"Corazon cobarde no conquista damas ni ciudades (o Bonnefoys)"


CAPITULO 18

Ian se preocupó al escuchar como el teléfono colisionaba contra el suelo alfombrado y no sabiendo que era lo que le había ocurrido a su hermano, temió que la interpol o la policía alemana lo hubiera encontrado. Inquieto, colgó y se dirigió al despacho de su padre.

-Dad!- exclamó para llamar la atención de su progenitor –creo que Arthur esta en problemas-

Pero el señor Kirkland no respondió ni comento nada respecto a lo que su hijo había mencionado –se va a casar…- fue lo único que emano de sus labios.

-¿casar? ¿Quién? ¿Arthur?- preguntó confuso.

-No, el primogénito de los Bonnefoy… ¡lo logro!-

Y en ese instante, el pelirrojo logro atar cabos, entendiendo así lo que había pasado –bro…- murmuró, sacando a relucir su lado de hermano mayor; sabia el estima que su hermano pequeño le tenía al chico Bonnefoy y seguramente cuando hablo a la casa, se encontraba viendo la rueda de prensa.

En Alemania, el ingles se sumergió en un pozo de tristeza y autocompasión, la noticia del casamiento de su proclamado amigo le afecto. Aun no se levantaba del suelo, se había mantenido en la misma posición por lo menos tres horas y sus lagrimas no paraban de surgir y surcar su rostro –rubbish…- murmuraba lleno de dolor.

-Artie, ¿te encuentras bien?- preguntó Pietro, pegando su oreja a la puerta, escuchando los leves sollozos de su amigo.

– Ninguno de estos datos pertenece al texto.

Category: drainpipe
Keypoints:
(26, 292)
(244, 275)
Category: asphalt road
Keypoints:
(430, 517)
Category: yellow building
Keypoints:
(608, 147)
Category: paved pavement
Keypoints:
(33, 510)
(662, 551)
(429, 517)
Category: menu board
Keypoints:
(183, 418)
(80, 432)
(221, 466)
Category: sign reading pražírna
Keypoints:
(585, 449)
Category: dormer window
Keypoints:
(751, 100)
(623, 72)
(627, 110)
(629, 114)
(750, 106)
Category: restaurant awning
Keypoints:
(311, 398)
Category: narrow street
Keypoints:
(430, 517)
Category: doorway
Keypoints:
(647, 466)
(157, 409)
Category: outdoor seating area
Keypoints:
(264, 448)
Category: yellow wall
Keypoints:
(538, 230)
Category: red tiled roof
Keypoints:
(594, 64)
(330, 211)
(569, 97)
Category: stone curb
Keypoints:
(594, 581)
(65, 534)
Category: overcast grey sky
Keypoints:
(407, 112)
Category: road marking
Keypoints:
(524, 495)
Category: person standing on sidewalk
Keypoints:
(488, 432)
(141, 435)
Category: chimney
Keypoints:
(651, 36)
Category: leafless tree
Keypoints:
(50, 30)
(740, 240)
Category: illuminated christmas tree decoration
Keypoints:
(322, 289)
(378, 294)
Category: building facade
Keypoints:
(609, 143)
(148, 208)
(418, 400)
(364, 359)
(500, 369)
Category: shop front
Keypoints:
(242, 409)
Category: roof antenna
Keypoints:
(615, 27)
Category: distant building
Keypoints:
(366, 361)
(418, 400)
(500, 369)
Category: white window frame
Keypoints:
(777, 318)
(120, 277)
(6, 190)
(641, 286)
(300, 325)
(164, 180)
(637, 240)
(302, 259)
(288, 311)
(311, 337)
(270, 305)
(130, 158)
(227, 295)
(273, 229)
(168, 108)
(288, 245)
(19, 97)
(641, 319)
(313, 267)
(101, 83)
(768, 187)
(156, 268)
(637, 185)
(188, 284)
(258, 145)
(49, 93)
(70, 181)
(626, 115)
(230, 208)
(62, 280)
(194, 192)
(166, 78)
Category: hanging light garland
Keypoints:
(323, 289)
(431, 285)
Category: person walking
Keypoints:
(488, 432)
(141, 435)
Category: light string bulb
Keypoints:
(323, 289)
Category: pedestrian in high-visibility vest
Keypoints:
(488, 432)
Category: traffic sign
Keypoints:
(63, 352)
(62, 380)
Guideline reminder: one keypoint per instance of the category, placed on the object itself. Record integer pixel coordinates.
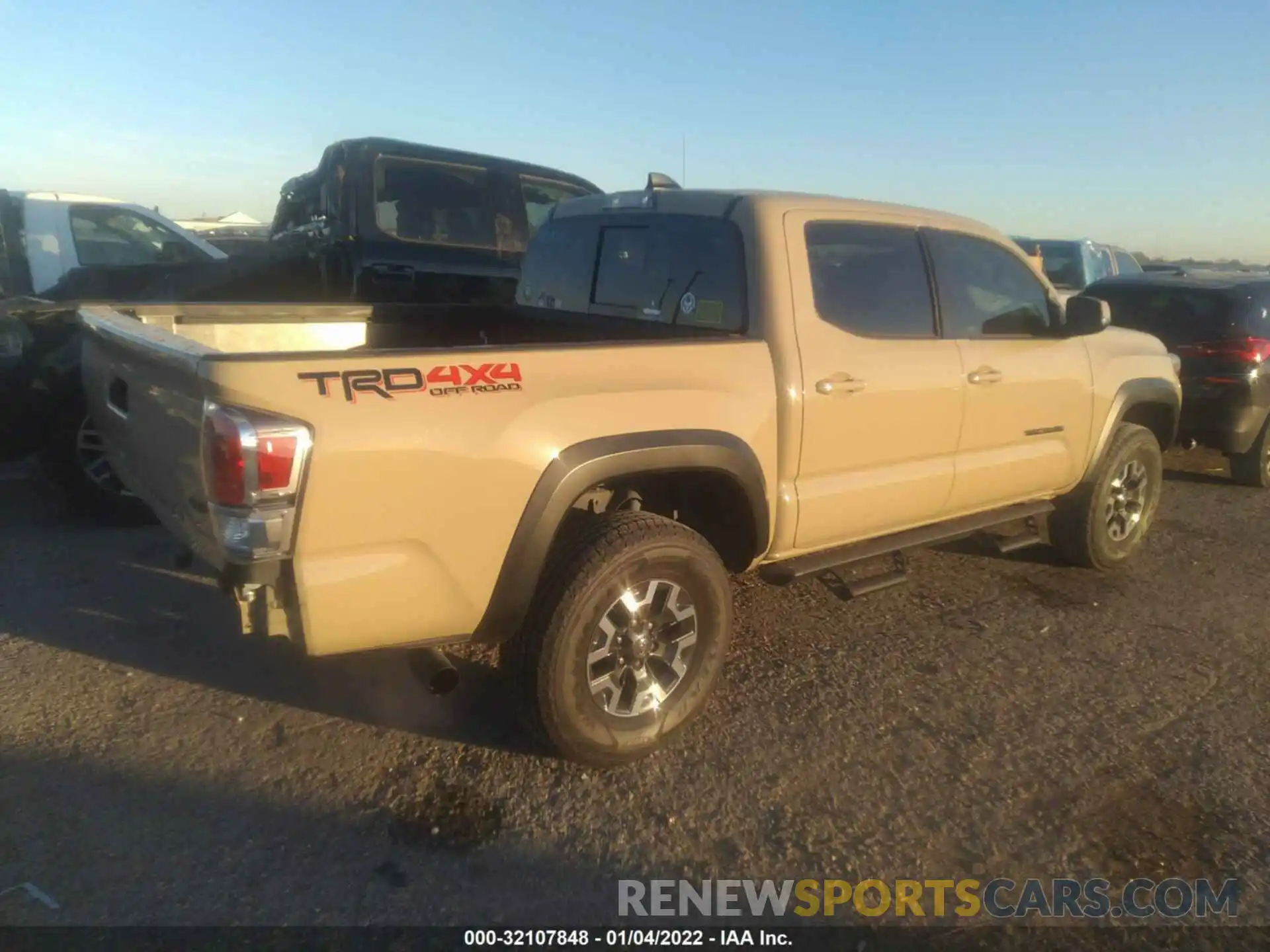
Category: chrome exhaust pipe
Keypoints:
(435, 670)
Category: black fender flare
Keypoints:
(1133, 393)
(593, 461)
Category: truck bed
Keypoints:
(431, 428)
(270, 329)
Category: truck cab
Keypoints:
(687, 383)
(60, 245)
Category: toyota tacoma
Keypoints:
(689, 383)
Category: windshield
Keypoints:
(1062, 260)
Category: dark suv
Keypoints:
(1220, 327)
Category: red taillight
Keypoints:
(225, 471)
(1246, 349)
(249, 457)
(275, 456)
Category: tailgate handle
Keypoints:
(117, 397)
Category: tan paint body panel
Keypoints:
(409, 504)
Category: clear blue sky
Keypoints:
(1142, 124)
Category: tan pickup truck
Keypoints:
(691, 383)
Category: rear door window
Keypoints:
(669, 268)
(541, 196)
(1174, 315)
(441, 204)
(870, 280)
(110, 235)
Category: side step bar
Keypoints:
(816, 563)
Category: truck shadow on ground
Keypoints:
(140, 611)
(121, 847)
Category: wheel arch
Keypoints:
(606, 460)
(1150, 401)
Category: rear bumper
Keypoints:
(1228, 424)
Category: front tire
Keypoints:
(1101, 524)
(1253, 469)
(626, 639)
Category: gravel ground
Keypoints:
(999, 716)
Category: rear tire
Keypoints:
(1253, 469)
(603, 684)
(1101, 524)
(74, 460)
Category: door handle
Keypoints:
(984, 375)
(840, 383)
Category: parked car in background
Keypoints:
(1074, 266)
(58, 245)
(381, 220)
(238, 239)
(689, 383)
(1220, 327)
(59, 249)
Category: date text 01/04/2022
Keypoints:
(624, 938)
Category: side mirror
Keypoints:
(1086, 315)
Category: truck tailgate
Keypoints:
(145, 393)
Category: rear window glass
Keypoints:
(441, 204)
(1174, 315)
(669, 268)
(1127, 263)
(870, 280)
(541, 196)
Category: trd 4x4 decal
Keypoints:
(440, 381)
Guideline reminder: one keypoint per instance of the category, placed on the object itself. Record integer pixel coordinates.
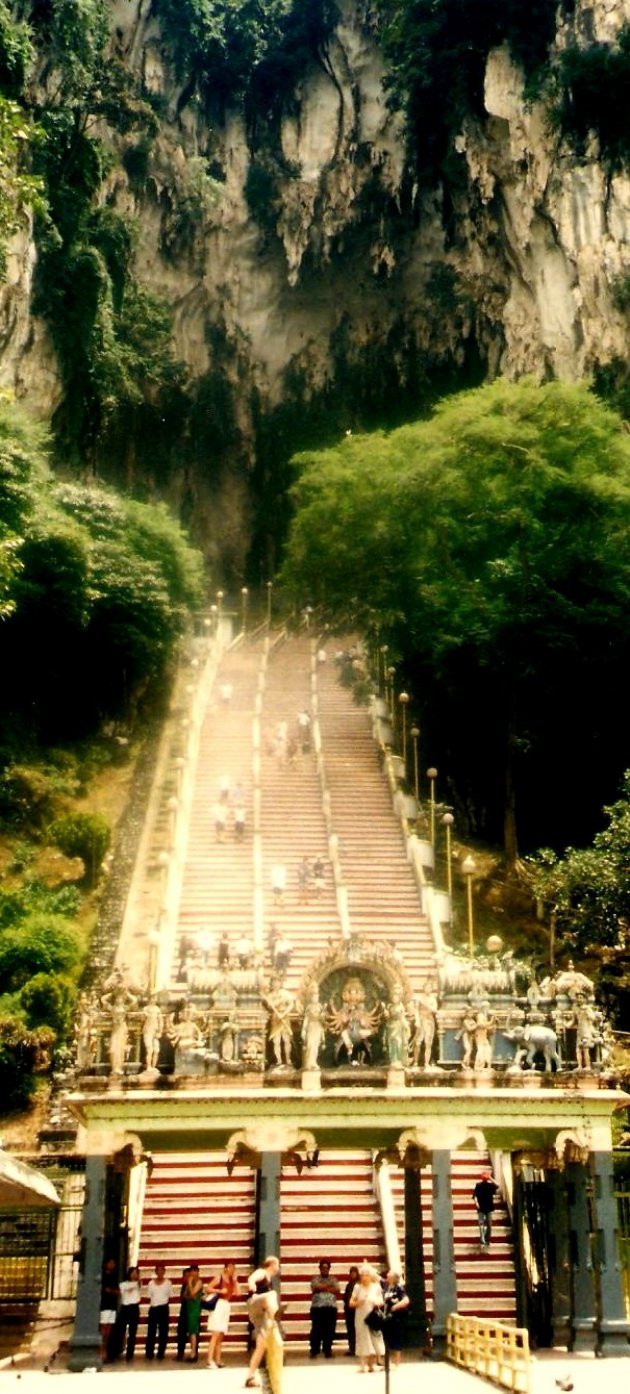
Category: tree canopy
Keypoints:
(491, 547)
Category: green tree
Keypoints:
(492, 542)
(586, 894)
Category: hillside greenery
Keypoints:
(489, 548)
(95, 590)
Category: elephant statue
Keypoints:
(534, 1040)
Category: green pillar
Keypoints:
(559, 1260)
(85, 1340)
(613, 1326)
(583, 1306)
(445, 1285)
(414, 1278)
(268, 1228)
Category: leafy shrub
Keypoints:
(22, 1055)
(39, 944)
(25, 796)
(48, 1000)
(84, 835)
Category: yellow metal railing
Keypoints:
(491, 1348)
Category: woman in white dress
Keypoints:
(219, 1319)
(367, 1297)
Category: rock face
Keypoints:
(336, 279)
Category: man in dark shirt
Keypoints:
(484, 1199)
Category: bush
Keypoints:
(25, 796)
(48, 1000)
(41, 944)
(84, 835)
(22, 1054)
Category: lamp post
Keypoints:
(448, 823)
(383, 680)
(403, 700)
(469, 869)
(414, 735)
(390, 697)
(431, 777)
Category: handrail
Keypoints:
(382, 1185)
(340, 890)
(494, 1350)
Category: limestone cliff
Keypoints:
(318, 286)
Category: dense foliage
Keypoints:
(587, 895)
(95, 593)
(491, 548)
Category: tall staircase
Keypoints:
(194, 1209)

Albert quien se encontraba alado de su amante, terminó por desesperarse y de manera brusca abrió la puerta -¡¿Quién fue el bastardo?- exclamó molesto, suponiendo que por algo así este lloraba.

El de ojos jade desvió la mirada –nadie… solo lloro de alegría…- mintió con su voz algo entrecortada y señalando la pantalla del televisor que aun mostraba las imágenes de Bonnefoy con la joven Rais -… se va a casar… que felicidad por el- comentó, no logrando ocultar la gran decepción que sentía.

-no me creo tus excusas-

-pero ¡es la verdad!- insistió –estoy feliz… por ellos-

Y pese a la insistencia de este, ni Pietro ni Albert le creyeron, lo conocían bien o eso quería pensar y basándose en ello, entendieron que ese sujeto de la televisión tenía algo que ver con el porque este se encontraba llorando.

-ven Artie, ponte de pie- pidió el de ojos color olivo, ayudándolo a levantarse.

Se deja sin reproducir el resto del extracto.